Frau Präsidentin! Liebe Kolleginnen und Kollegen! Frau Ministerin, die umfassendste sozialpolitische Reform seit Jahren, so bezeichnen Sie diese Kindergrundsicherung. Und dann geben Sie Ländern und Verbänden genau eine Woche Zeit zur Stellungnahme.
Lange genug übrigens für eine vernichtende Kritik. Zu dieser umfassendsten sozialpolitischen Reform seit Jahren, liebe Ampel, haben Sie die Anhörung der Sachverständigen schon am kommenden Montag durchdrücken müssen und damit vor der Befassung des Bundesrates. Das Gesetz ist zustimmungspflichtig. Es liegen unzählige grundlegende Änderungsanträge in den Ausschüssen des Bundesrates vor. Diese Änderungsanträge hätten in die Beratungen mit den Sachverständigen Eingang finden müssen, wenn Sie es ernst meinen würden.
Die umfassendste sozialpolitische Reform seit Jahren, Frau Ministerin, das Projekt der Ampel – und dann ist Ihnen die Einbringung hier im Haus gerade mal eine Debattenzeit von 39 Minuten wert.
Offensichtlich sprechen Sie nicht so gern im Detail darüber.
Diese Bundesregierung hat eine Antwort auf Kinderarmut gefunden, wiederholen Sie, Frau Ministerin, mantraartig – in der Hoffnung, dass Ihnen irgendjemand glaubt. Ich kann Ihnen gratulieren; denn einen Teilerfolg gibt es: Zumindest Sie selber scheinen es zu glauben.

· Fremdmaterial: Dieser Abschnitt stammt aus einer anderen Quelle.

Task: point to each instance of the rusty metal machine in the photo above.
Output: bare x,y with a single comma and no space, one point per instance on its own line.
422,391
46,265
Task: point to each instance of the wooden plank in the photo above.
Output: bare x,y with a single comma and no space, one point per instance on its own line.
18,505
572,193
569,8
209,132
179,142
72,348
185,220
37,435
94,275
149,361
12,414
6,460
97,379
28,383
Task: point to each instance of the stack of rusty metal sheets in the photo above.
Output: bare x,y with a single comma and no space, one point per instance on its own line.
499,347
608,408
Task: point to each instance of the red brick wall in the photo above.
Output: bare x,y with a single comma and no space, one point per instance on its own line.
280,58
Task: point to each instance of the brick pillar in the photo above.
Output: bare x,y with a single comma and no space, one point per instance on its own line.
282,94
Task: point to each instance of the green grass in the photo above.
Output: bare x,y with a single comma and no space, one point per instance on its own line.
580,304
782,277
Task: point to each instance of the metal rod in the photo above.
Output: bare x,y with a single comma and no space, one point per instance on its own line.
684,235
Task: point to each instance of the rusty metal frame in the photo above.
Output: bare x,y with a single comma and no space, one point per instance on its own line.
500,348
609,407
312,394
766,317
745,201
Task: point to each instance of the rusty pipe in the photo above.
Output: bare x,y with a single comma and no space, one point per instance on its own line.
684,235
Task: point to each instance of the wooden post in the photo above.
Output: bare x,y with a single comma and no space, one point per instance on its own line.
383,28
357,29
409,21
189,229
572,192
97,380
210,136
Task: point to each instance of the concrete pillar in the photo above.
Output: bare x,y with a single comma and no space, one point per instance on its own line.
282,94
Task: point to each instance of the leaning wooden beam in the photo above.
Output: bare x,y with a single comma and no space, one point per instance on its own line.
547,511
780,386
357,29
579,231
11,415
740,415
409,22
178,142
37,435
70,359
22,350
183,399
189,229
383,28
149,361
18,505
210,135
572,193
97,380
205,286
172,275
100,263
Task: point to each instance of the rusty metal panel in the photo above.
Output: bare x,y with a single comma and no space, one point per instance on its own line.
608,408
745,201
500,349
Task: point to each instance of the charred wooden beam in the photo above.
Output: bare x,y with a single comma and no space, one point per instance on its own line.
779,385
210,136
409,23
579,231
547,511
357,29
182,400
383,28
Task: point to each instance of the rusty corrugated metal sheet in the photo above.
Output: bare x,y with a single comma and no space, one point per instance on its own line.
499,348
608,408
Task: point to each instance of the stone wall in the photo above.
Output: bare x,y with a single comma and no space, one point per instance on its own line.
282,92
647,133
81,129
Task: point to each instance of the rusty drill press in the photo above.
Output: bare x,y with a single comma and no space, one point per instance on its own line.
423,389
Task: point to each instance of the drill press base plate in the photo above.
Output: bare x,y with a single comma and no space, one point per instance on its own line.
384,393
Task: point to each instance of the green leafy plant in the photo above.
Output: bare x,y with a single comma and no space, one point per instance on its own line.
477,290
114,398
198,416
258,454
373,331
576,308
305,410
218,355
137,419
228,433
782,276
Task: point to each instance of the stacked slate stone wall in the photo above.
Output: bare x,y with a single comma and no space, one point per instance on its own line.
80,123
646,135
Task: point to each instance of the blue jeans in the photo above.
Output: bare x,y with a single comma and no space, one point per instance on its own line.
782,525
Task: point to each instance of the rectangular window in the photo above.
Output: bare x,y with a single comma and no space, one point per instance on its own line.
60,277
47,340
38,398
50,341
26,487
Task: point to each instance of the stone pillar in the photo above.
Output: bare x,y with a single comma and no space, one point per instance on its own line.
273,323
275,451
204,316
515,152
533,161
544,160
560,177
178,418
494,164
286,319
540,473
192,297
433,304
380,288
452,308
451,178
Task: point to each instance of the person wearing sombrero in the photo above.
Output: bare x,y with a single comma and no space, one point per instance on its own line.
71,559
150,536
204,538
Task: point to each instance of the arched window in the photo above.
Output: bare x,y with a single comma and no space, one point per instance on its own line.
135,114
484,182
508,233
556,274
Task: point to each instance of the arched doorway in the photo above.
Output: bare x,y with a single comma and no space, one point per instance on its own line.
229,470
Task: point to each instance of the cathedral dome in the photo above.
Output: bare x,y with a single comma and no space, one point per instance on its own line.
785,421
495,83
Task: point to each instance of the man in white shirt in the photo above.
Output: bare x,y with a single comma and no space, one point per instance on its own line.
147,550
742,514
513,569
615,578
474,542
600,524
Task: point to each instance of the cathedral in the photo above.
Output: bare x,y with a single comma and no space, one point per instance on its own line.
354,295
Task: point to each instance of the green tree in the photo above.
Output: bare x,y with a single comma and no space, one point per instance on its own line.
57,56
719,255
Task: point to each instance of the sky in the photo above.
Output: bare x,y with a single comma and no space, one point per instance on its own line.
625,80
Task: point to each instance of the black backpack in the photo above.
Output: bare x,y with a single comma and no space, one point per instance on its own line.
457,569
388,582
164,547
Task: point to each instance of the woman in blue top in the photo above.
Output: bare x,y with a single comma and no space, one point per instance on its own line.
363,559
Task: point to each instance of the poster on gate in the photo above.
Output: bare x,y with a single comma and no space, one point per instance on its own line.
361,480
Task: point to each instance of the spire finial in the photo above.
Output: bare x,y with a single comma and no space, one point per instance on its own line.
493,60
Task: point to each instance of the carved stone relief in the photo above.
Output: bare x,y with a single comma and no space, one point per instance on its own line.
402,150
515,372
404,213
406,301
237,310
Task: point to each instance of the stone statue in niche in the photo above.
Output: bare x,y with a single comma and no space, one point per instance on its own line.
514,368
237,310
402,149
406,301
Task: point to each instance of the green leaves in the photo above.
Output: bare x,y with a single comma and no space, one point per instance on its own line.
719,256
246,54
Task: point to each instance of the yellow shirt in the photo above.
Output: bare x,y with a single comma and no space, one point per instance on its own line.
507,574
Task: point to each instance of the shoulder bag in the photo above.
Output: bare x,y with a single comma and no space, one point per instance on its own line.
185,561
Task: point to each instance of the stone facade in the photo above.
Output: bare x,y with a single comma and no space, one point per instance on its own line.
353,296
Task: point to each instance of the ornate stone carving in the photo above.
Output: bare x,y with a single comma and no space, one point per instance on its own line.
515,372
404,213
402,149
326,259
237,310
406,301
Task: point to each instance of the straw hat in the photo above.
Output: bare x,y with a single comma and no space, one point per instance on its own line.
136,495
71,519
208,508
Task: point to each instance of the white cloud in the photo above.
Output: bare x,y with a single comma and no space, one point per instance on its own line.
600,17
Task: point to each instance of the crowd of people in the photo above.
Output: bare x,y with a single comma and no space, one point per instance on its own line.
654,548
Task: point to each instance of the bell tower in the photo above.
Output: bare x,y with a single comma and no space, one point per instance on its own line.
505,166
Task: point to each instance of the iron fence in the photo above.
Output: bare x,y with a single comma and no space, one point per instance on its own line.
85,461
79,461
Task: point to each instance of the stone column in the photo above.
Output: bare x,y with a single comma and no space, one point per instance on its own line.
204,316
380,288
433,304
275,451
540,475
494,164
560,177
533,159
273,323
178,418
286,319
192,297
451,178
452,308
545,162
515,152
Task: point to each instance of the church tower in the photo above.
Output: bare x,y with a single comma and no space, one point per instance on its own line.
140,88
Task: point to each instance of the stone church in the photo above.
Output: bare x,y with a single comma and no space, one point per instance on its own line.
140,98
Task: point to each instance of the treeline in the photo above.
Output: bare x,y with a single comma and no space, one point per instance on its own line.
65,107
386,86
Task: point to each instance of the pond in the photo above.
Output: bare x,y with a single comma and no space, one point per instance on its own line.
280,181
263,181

Leider ist Ihr Gesetzentwurf die umfassendste sozialpolitische Mogelpackung seit Jahren; denn es enthält einfach nichts von dem, was Sie hier gerade versprochen haben. Aber es gibt ein Mehr: Es gibt 100 Millionen Euro mehr im kommenden Jahr und dann fortlaufend über 400 Millionen Euro im Jahr für die neue Verwaltung.
Aus einer Holschuld wird eine Bringschuld und es gibt nur noch eine einzige Anlaufstelle, sagen Sie. Frau Ministerin, vielleicht kennen Sie Ihren eigenen Gesetzentwurf nicht. Kinder leben nicht alleine, sondern in der Familie. Und was ist mit Kindern, die im Bürgergeldbezug sind? Für die Eltern bleibt das Jobcenter zuständig. Die Kinder stellen dann die Anträge bei der Familienkasse. Bildung und Teilhabe bleibt aber in kommunaler Zuständigkeit. Dazu weitere ungelöste Probleme: Was ist mit der Wohnkostenpauschale? Die wird den Kindern zugerechnet und bei den Eltern wieder abgezogen. Und Verbesserungen bei den Alleinerziehenden? Leider nicht vollkommen; denn es gibt auch eine deutliche Verschlechterung bei den Alleinerziehenden, nämlich wenn es um den Unterhaltsvorschuss geht.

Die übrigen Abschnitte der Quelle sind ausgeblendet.